Data science is going to be as foundational to education as English... [It] doesn’t belong in the business school. Everybody should take data science.
—Jennifer Priestly, Kennesaw State University
When Gartner released its annual Hype Cycle for Emerging Technologies for 2014, it was interesting to note that big data was now located on the downslope from the “Peak of Inflated Expectations,” while the Internet of Things (often shortened to IoT) was right at the peak, and data science was on the upslope. This felt intuitively right. First, although big data—those massive amounts of information that require special techniques to store, search, and analyze—remains a thriving and much-discussed area, it’s no longer the new kid on the data block. Second, everyone expects that the data sets generated by the Internet of Things will be even more impressive than today’s big-data collections. And third, collecting data is one significant challenge, but analyzing and extracting knowledge from it is quite another, and the purview of data science.

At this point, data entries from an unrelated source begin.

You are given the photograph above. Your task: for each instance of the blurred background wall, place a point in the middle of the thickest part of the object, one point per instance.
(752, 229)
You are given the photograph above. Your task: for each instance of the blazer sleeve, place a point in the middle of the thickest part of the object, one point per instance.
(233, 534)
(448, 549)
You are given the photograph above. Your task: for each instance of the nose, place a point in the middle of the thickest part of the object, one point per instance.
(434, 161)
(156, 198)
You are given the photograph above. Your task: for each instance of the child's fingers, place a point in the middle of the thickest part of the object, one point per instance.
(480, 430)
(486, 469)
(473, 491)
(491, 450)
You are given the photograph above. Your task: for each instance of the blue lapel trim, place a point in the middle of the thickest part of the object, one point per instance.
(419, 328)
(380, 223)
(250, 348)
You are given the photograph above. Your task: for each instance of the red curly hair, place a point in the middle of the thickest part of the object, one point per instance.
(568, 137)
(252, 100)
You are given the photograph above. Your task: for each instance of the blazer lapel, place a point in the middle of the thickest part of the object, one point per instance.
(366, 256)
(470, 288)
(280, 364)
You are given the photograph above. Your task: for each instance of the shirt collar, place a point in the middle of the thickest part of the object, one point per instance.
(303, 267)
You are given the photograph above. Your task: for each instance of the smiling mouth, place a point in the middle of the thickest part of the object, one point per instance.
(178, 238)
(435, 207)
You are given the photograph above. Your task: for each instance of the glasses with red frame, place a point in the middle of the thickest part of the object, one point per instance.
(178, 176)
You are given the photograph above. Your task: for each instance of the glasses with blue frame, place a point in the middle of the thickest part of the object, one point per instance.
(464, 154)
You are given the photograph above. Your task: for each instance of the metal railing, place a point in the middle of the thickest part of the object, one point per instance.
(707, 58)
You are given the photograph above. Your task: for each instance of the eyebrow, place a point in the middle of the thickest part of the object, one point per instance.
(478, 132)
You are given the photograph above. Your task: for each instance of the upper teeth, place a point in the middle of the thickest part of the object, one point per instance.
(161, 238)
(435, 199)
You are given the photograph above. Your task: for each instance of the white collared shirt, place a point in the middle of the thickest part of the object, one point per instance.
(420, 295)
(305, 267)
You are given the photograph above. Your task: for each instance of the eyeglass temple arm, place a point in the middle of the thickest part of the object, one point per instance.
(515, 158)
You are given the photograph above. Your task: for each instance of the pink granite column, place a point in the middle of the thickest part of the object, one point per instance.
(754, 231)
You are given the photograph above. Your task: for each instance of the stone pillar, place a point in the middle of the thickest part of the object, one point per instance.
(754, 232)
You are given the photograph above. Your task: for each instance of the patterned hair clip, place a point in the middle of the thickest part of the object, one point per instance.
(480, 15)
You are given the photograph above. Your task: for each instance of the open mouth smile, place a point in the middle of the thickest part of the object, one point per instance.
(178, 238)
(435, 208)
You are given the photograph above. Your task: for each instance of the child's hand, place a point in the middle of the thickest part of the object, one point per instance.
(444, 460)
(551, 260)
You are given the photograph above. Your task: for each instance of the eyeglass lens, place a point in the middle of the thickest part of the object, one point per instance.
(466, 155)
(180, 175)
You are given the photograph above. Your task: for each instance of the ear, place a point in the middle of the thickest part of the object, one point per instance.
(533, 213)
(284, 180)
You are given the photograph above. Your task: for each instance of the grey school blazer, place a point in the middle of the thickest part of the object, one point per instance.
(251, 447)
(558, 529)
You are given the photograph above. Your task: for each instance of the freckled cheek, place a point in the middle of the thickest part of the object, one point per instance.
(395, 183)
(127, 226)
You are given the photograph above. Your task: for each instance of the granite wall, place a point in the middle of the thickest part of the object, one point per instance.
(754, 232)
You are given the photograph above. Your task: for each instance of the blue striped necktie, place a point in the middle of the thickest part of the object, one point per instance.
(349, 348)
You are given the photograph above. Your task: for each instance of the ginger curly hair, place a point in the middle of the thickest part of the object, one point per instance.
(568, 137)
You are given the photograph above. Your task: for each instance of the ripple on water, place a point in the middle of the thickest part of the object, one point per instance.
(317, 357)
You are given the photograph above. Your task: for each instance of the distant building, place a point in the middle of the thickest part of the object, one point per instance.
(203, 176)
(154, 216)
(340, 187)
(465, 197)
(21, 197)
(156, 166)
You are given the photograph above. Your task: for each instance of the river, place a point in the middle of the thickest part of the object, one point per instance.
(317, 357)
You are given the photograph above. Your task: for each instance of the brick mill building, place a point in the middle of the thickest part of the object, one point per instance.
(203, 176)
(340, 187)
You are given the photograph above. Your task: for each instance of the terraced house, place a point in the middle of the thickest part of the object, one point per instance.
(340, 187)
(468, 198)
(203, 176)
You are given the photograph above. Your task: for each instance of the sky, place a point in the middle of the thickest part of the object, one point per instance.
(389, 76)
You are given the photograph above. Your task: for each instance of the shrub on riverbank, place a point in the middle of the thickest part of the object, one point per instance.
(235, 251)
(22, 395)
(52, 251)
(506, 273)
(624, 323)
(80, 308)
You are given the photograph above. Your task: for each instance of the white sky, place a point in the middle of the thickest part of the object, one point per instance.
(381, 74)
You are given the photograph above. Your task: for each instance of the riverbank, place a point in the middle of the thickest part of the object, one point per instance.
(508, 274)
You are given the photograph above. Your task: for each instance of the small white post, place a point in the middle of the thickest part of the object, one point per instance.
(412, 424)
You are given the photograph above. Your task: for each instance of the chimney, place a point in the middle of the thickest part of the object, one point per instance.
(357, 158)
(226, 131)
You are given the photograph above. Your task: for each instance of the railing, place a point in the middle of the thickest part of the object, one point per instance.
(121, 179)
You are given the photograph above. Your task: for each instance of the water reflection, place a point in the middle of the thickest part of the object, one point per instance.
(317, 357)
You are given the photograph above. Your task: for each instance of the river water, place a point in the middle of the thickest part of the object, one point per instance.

Just how much information are we talking about here? Estimates vary widely, but big-data buffs sometimes speak of storage in units of brontobytes, a term that appears to be based on brontosaurus, one of the largest creatures ever to rattle the Earth. That tells you we’re dealing with a big number, but just how much data could reside in a brontobyte? I could tell you that it’s 1,000 yottabytes, but that likely won’t help. Instead, think of a terabyte, which these days represents an average-size hard drive. Well, you would need 1,000,000,000,000,000 (a thousand trillion) of them to fill a brontobyte. Oh, and for the record, yes, there’s an even larger unit tossed around by big-data mavens: the geopbyte, which is 1,000 brontobytes. Whatever the term, we’re really dealing in hellabytes, that is, a helluva lot of data.

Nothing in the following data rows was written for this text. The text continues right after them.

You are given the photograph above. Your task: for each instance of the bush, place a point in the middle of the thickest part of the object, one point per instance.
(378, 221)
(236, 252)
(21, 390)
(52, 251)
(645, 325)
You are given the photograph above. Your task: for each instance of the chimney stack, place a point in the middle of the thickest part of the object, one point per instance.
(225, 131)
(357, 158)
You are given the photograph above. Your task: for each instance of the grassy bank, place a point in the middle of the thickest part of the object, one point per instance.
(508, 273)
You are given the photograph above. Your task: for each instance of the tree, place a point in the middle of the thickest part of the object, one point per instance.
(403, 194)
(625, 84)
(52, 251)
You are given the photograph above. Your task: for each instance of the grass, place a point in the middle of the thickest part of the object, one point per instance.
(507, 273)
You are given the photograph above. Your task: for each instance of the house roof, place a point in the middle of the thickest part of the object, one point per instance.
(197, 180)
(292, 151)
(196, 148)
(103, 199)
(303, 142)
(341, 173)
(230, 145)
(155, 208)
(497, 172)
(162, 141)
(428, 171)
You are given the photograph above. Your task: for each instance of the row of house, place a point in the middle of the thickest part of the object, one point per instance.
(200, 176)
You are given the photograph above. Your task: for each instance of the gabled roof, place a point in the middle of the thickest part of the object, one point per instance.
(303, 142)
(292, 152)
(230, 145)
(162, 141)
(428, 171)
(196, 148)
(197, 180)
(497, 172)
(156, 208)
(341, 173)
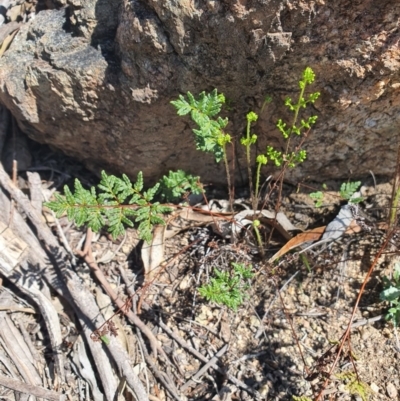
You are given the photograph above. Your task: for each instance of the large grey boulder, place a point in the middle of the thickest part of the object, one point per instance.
(95, 79)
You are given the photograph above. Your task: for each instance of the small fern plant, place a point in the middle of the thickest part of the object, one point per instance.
(228, 288)
(119, 203)
(210, 136)
(177, 184)
(288, 157)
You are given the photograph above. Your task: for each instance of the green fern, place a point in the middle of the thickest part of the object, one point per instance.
(118, 204)
(210, 136)
(354, 386)
(348, 189)
(177, 183)
(228, 288)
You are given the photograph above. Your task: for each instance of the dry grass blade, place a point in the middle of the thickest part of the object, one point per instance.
(7, 41)
(395, 198)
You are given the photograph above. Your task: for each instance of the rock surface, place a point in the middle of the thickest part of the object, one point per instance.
(95, 78)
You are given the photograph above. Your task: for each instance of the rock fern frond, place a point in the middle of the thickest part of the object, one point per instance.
(118, 204)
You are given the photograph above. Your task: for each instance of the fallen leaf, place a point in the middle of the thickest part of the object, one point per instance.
(310, 236)
(153, 253)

Wrangling even petabyte-size data sets (a petabyte is 1,000 terabytes) and data lakes (data stored and readily accessible in its pure, unprocessed state) are tasks for professionals, so not only are listings for big-data-related jobs thick on the ground but the job titles themselves now display a pleasing variety: companies are looking for data architects (specialists in building data models), data custodians and data stewards (who manage data sources), data visualizers (who can translate data into visual form), data change agents and data explorers (who change how a company does business based on analyzing company data), and even data frackers (who use enhanced or hidden measures to extract or obtain data).
But it’s not just data professionals who are taking advantage of Brobdingnagian data sets to get ahead. Nowhere is that more evident than in the news, where a new type of journalism has emerged that uses statistics, programming, and other digital data and tools to produce or shape news stories. This data journalism (or data-driven journalism) is exemplified by Nate Silver’s FiveThirtyEight site, a wildly popular exercise in precision journalism and computer-assisted reporting (or CAR).
And everyone, professional and amateur alike, no longer has the luxury of dealing with just “big” data. Now there is also thick data (which combines both quantitative and qualitative analysis), long data (which extends back in time hundreds or thousands of years), hot data (which is used constantly, meaning it must be easily and quickly accessible), and cold data (which is used relatively infrequently, so it can be less readily available).
In the 1980s we were told we needed cultural literacy. Perhaps now we need big-data literacy, not necessarily to become proficient in analyzing large data sets but to become aware of how our everyday actions—our small data—contribute to many different big-data sets and what impact that might have on our privacy and security. Let’s learn how to become custodians of our own data.